Die alte Festung steht einsam im Meer. Sie ist nicht beeindruckend, nicht in ihrer Größe, nicht in ihrer Ausstattung, eine Renovierung hat sie lange nicht erlebt. Über eine kurze Brücke lässt sie sich erreichen, die einsame Festung Sidons, und schnell ist sie durchschritten. Dennoch, auf unscheinbare Weise dominiert sie das Bild der Stadt wie kein Gebäude neben ihr. Sie ignoriert ganz einfach ihre Fehler und blickt über das Mittelmeer im Vollbesitz ihres alt ererbten Stolzes. Ein bisschen wie der Libanon.
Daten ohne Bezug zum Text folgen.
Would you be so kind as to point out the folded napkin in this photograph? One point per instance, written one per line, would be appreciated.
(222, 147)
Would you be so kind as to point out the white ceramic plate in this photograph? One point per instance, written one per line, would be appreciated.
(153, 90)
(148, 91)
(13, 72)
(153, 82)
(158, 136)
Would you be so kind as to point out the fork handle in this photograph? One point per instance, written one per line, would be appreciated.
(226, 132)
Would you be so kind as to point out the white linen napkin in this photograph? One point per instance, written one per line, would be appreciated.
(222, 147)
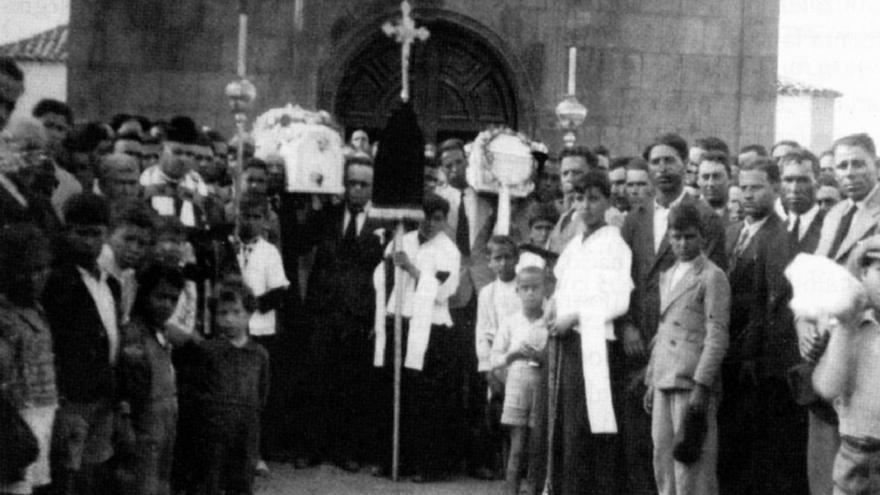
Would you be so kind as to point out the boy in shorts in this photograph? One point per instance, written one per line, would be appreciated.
(848, 374)
(519, 347)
Sidon liegt zwischen Beirut und Tyros, wie sie auch eine alte Hafenstadt. Ihr arabischer Name ist Saida, was soviel wie „Stadt der Fischer“ bedeutet. Sie ist heute kleiner als Beirut oder Tyros, auch als Tripolis, zudem fehlt ihr der Eigensinn von Zahle oder Baalbeek. Sie scheint, und das gilt für weite Teile der Geschichte, ihr Schicksal in einer Übergangsfunktion zu suchen. So ist die Festung einstmals von den Kreuzrittern als Landeplatz für ihre Eroberungen im Heiligen Land gebaut worden, und Alexander der Große nutzte sie ebenso für seine Angriffe auf Tyros. Das Europa hier entführt und auf den neuen Kontinent getragen wurde, was durchaus möglich ist, scheint mir ein adäquater Mythos für die Stadt.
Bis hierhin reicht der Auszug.